CancellationTokenSource source = new CancellationTokenSource();
CancellationToken token = source.Token;
// Start off A and set continuation to cancel B when finished.
bool taskAFinished = false;
var taskA = Task.Factory.StartNew(() => OperationA());
Task contA = taskA.ContinueWith(ant => source.Cancel());
// Set off B and in the method perform your loop. Cancellation with be thrown when
// A has completed.
var taskB = Task.Factory.StartNew(() => OperationB(token), token);
Task contB = taskB.ContinueWith(ant =>
{
switch (task.Status)
{
// Handle any exceptions to prevent UnobservedTaskException.
case TaskStatus.RanToCompletion:
// Do stuff.
break;
case TaskStatus.Canceled:
// You know TaskA is finished.
break;
case TaskStatus.Faulted:
// Something bad.
break;
}
});
then in the OperationB method you can perform your loop and include a cancellation upon TaskA's compleation...
private void OperationB(CancellationToken token)
{
foreach (var v in object)
{
...
token.ThrowIfCancellationRequested(); // This must be handeled. AggregateException.
}
}
Note, instead of complicating with a cancellation, you can just set a bool from with in the continuation of TaskA and check for this in TaskB' loop - this will avoid any faffing about with cancellations.
I hope this helps
Took your approach as basis and adapted a bit :
var source = new CancellationTokenSource();
var token = source.Token;
var taskA = Task.Factory.StartNew(
() => OperationA()
);
var taskAFinished = taskA.ContinueWith(antecedent =>
{
source.Cancel();
return antecedent.Result;
});
var taskB = Task.Factory.StartNew(
() => OperationB(token), token
);
var taskBFinished = taskB.ContinueWith(antecedent =>
{
switch (antecedent.Status)
{
case TaskStatus.RanToCompletion:
case TaskStatus.Canceled:
try
{
return ant.Result;
}
catch (AggregateException ae)
{
// Operation was canceled before start if OperationA is short
return null;
}
case TaskStatus.Faulted:
return null;
}
return null;
});
Made two continuations that returns results for respective operations so I could make wait for them both to be finished (tried to do that only with second one and it didn't work).
var tasks = new Task[] { taskAFinished, taskBFinished };
Task.WaitAll(tasks);
First one is just passing antecedent's task Result further, second takes aggregate results available at this point in OperationB (both RanToCompletion and Canceled statuses are considered correct end of process).
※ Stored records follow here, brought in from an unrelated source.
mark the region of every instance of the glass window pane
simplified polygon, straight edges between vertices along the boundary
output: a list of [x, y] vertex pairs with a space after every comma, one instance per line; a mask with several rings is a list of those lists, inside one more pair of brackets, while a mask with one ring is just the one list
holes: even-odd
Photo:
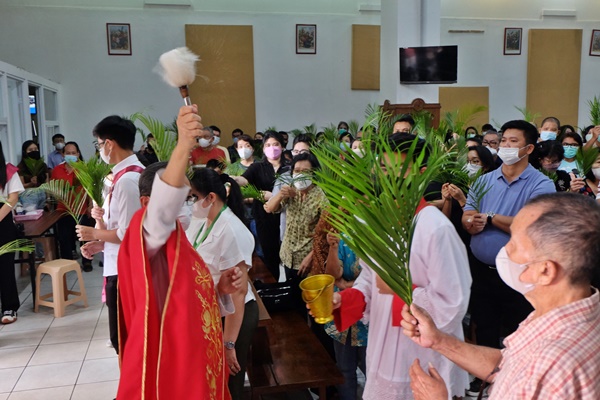
[[44, 110], [47, 121], [56, 121], [56, 92], [49, 89], [44, 89]]

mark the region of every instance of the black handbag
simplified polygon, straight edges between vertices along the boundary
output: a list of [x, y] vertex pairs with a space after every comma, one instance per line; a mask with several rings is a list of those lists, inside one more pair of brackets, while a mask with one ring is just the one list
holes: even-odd
[[256, 293], [269, 312], [287, 311], [292, 308], [292, 281], [276, 283], [254, 282]]

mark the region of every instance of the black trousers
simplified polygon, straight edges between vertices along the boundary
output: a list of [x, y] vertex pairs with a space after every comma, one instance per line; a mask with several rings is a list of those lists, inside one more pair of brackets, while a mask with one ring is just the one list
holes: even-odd
[[106, 307], [108, 307], [108, 331], [110, 342], [119, 354], [119, 320], [117, 313], [117, 285], [118, 275], [106, 277]]
[[[3, 205], [4, 203], [0, 203], [0, 207]], [[12, 213], [9, 213], [0, 221], [0, 246], [16, 238], [17, 228]], [[21, 305], [15, 276], [15, 253], [0, 256], [0, 302], [2, 302], [2, 312], [17, 311]]]
[[533, 307], [521, 293], [506, 285], [496, 267], [472, 258], [471, 317], [477, 344], [501, 348], [500, 338], [517, 330]]
[[[75, 233], [75, 220], [70, 215], [66, 215], [56, 222], [58, 233], [58, 249], [60, 258], [67, 260], [73, 259], [73, 251], [76, 248], [77, 234]], [[87, 215], [81, 216], [80, 225], [94, 226], [94, 221]], [[91, 263], [92, 260], [81, 257], [82, 263]]]
[[[240, 364], [240, 372], [235, 375], [229, 375], [229, 392], [232, 400], [242, 400], [244, 398], [244, 378], [246, 368], [248, 367], [248, 352], [252, 344], [254, 331], [258, 326], [258, 304], [252, 300], [246, 303], [244, 307], [244, 319], [240, 327], [240, 333], [235, 341], [235, 355], [238, 364]], [[231, 350], [225, 350], [231, 351]]]
[[[258, 202], [260, 203], [260, 202]], [[261, 207], [262, 207], [262, 203]], [[253, 208], [256, 210], [256, 208]], [[281, 244], [279, 242], [279, 214], [267, 214], [264, 210], [262, 212], [255, 212], [254, 215], [256, 221], [256, 233], [258, 234], [258, 241], [263, 251], [263, 262], [265, 266], [275, 278], [275, 281], [279, 280], [279, 249]]]

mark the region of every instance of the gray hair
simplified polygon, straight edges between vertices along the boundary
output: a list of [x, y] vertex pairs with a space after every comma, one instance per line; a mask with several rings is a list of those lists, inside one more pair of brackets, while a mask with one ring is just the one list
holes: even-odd
[[210, 133], [210, 137], [215, 136], [215, 133], [213, 132], [213, 129], [210, 126], [205, 126], [202, 128], [202, 130]]
[[589, 285], [598, 277], [600, 262], [600, 207], [578, 193], [543, 194], [526, 207], [542, 214], [527, 227], [538, 254], [558, 263], [573, 285]]

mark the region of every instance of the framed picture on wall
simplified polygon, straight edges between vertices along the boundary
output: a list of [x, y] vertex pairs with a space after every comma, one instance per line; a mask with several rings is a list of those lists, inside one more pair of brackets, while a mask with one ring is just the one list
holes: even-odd
[[523, 28], [504, 28], [504, 55], [518, 56], [521, 54], [521, 39]]
[[296, 54], [317, 54], [317, 26], [296, 24]]
[[600, 57], [600, 30], [592, 31], [592, 40], [590, 42], [590, 56]]
[[131, 29], [129, 24], [106, 24], [108, 55], [131, 55]]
OperationB now looks like this :
public static List<Result> OperationB(CancellationToken token)
{
var resultsList = new List<Result>();
while (true)
{
foreach (var op in operations)
{
resultsList.Add(op.GetResult();
}
if (token.IsCancellationRequested)
{
return resultsList;
}
}
}
Changes logic a bit - all loops inside OperationB now are considered as single task, but this is easier than keep them atomic and write some sort of coordination primitive that will gather results from each run. In case I don't really care which loop produced which results this seems to be a decent solution. May improve to more flexible implementation later if needed (what I was actually looking for is to chain multiple operations recursively - OperationB itself may have smaller repeating OperationC's inside with same behavior, OperationC - multiple OperationD's that are running when C is active etc.).
edit
Added exception handling in taskBFinished for case when OperationA is quick and cancellation is issued before OperationB is even started.